We do not, therefore, regard large scale transfers as the solution. At the same time, we must have mobility of labour; that is an essential condition. An expanding economy entails a certain degree of mobility of labour as well as of industry. I have not found in the war, given the right conditions, much difficulty in transferring labour [Interruption]. I know that difficulties have arisen from those I have taken, but there has not been much difficulty. If I had to direct people to jobs that were inferior, they very properly objected, but where the conditions have been pretty good I have not had very much trouble. There are other reasons why they may object—home reasons, and so on. I do not regard the transfer of women as I have had to do it in the war in the same category. It is a different problem altogether. One of the first things we must do is to establish training under Government auspices and no longer regard it as remedial action for long-term unemployment. It must be part and parcel of our economic system. It must be part of our permanent arrangements, and industrialists or anyone establishing an industry can help in this respect. I have seen works going up, and I have seen the unemployed standing about in the neighbourhood, but nobody has thought of beginning to train the unemployed while the works were actually being built. In very few cases have facilities been there, and my predecessors have had to go to the employers and say, "I have 10,000 unemployed and you must give them a preference in this area," or they have had to use persuasion, and all that kind of thing.
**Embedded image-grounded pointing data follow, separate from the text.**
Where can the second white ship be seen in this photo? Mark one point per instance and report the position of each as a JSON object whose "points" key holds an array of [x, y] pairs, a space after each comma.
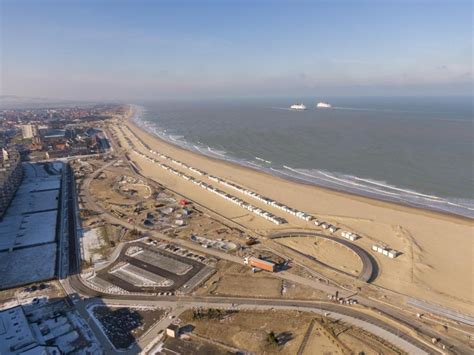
{"points": [[323, 105], [298, 107]]}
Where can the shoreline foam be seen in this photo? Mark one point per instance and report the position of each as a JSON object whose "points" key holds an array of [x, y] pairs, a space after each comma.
{"points": [[342, 183]]}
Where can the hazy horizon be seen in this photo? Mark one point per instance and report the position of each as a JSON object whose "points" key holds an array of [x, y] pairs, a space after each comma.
{"points": [[96, 50]]}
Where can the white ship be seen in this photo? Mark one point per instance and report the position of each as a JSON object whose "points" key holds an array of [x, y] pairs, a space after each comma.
{"points": [[323, 105], [298, 107]]}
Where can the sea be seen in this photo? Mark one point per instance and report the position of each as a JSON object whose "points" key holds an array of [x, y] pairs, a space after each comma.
{"points": [[412, 150]]}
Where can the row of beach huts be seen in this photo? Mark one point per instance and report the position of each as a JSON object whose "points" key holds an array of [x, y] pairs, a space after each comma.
{"points": [[254, 209], [252, 194]]}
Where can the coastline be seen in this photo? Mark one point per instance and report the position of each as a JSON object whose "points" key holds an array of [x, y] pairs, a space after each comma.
{"points": [[374, 200], [424, 237]]}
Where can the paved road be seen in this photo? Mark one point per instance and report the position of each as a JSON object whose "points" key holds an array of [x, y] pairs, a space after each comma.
{"points": [[354, 317], [76, 284]]}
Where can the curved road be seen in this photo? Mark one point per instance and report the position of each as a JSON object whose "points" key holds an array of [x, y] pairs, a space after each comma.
{"points": [[369, 265], [406, 340]]}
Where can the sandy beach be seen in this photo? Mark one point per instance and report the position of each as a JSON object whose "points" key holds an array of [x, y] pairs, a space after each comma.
{"points": [[436, 261]]}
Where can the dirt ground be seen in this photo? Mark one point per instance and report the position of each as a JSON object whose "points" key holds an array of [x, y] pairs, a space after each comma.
{"points": [[326, 251], [24, 294], [293, 332], [249, 330], [238, 280]]}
There has been no organised attempt to have training programmes arranged in advance so that no time would be lost when the equipment and premises were ready to start up.

There will be an enormous lot to be done in that direction, and there must be a scientific approach by employers and trade unions. We must pay the trainees better than unemployment pay. It must be a step up to the full wages they will get in industry. We must have full co-operation with both sides of industry. I know how hard craft prejudices die, and there are good economic reasons for them all. If the State comes in in the development of full employment and the fears that have helped to produce these prejudices are removed, I think it is possible to get greater flexibility than we have hitherto had. One great trouble is that of housing. If a person has to move from one area to another and the only way he can get a habitation is to take up a mortgage and get his furniture on the hire-purchase system, it acts as a dead weight round him. Therefore, houses for rent are enormously important in order to get mobility of labour.